Pentecost
Pentecost
And they were all filled with the Holy Spirit…
Acts 2:1-4
Read Exodus 19:1-9
Pentecost was a Jewish festival marking the end of the grain harvest. In the Old Testament, it is called the Feast of Weeks. It occurred seven weeks after Passover. In the New Testament it is called Pentecost since it was celebrated on the fiftieth day (seven weeks) after Passover.
It was a harvest festival. Pentecost was one of the three annual festivals upon which all the male Israelites were to appear before the LORD at the temple in Jerusalem. On this day the people of Israel recalled with reverent and thankful wonder how God, who had rescued them from slavery in Egypt, had brought them to a land flowing with milk and honey. The harvests were abundant, gifts of God's grace. The people were thankful. They celebrated.

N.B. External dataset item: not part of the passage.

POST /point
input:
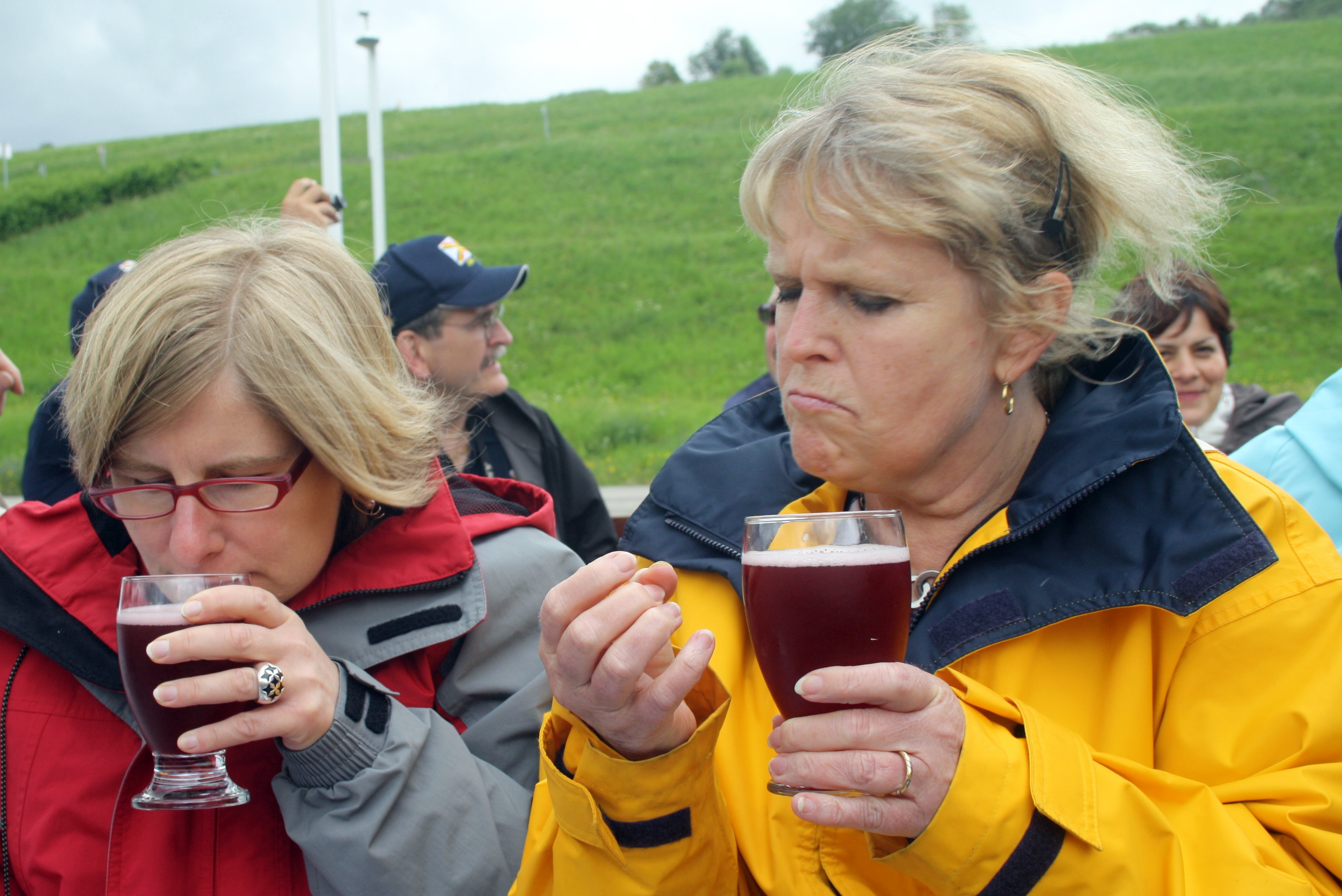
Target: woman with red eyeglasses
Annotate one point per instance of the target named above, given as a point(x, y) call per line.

It was a harvest festival, but the Jews also observed Pentecost as the anniversary of the day upon which the LORD had given His people the Law. From Exodus 19:1 we learn that the people of Israel came to meet the LORD at Mt. Sinai on the third new moon after God had brought them out of Egypt. As it turns out, this is seven weeks after the first Passover (Exodus 12).
The LORD God who rescued Israel from Egypt and was bringing them to a land where they would have abundant harvests met them at Sinai to give them His law of thankfulness. God said:
You must keep my covenant; you must obey my law.
The people answered: All that the LORD has spoken we will do.
But they didn't.
They did not keep God's law. They broke it, time after time. The history of Israel, since the days of Moses, is a litany of broken promises. The people, because of their sinfulness, could not keep the law.
What was God to do? He could not change His law. His law stands firm. It must be obeyed. What was God to do? Change the people! Almost 900 years after God first handed down the law to Israel, He promised that He would change the people. Through the prophet Jeremiah, God promised the exiled Jews in Babylon that He would one day write His law upon their hearts – not upon external tablets of stone but upon the internal tablets of their hearts (Jeremiah 31:31-33).
God told them even more through the prophet Ezekiel. The LORD God said that He would put His Spirit within them. He would make them walk in His statutes. He would make them observe His ordinances.
God made good on this promise on the first Pentecost after the Lord Jesus ascended into heaven. God poured the Holy Spirit out upon His church, collectively and individually. They were all filled with the Holy Spirit.
Has the Holy Spirit changed your heart from one of stone to one of flesh? Has He changed you from being a rebel who disobeys to a servant of the Lord, a child of the Father, who obeys out of love and thankfulness?
The promise is that all who repent and believe in the name of Jesus Christ for the forgiveness of sins shall receive the gift of the Holy Spirit. Believe in Jesus Christ. The Holy Spirit will make you a dwelling place of God.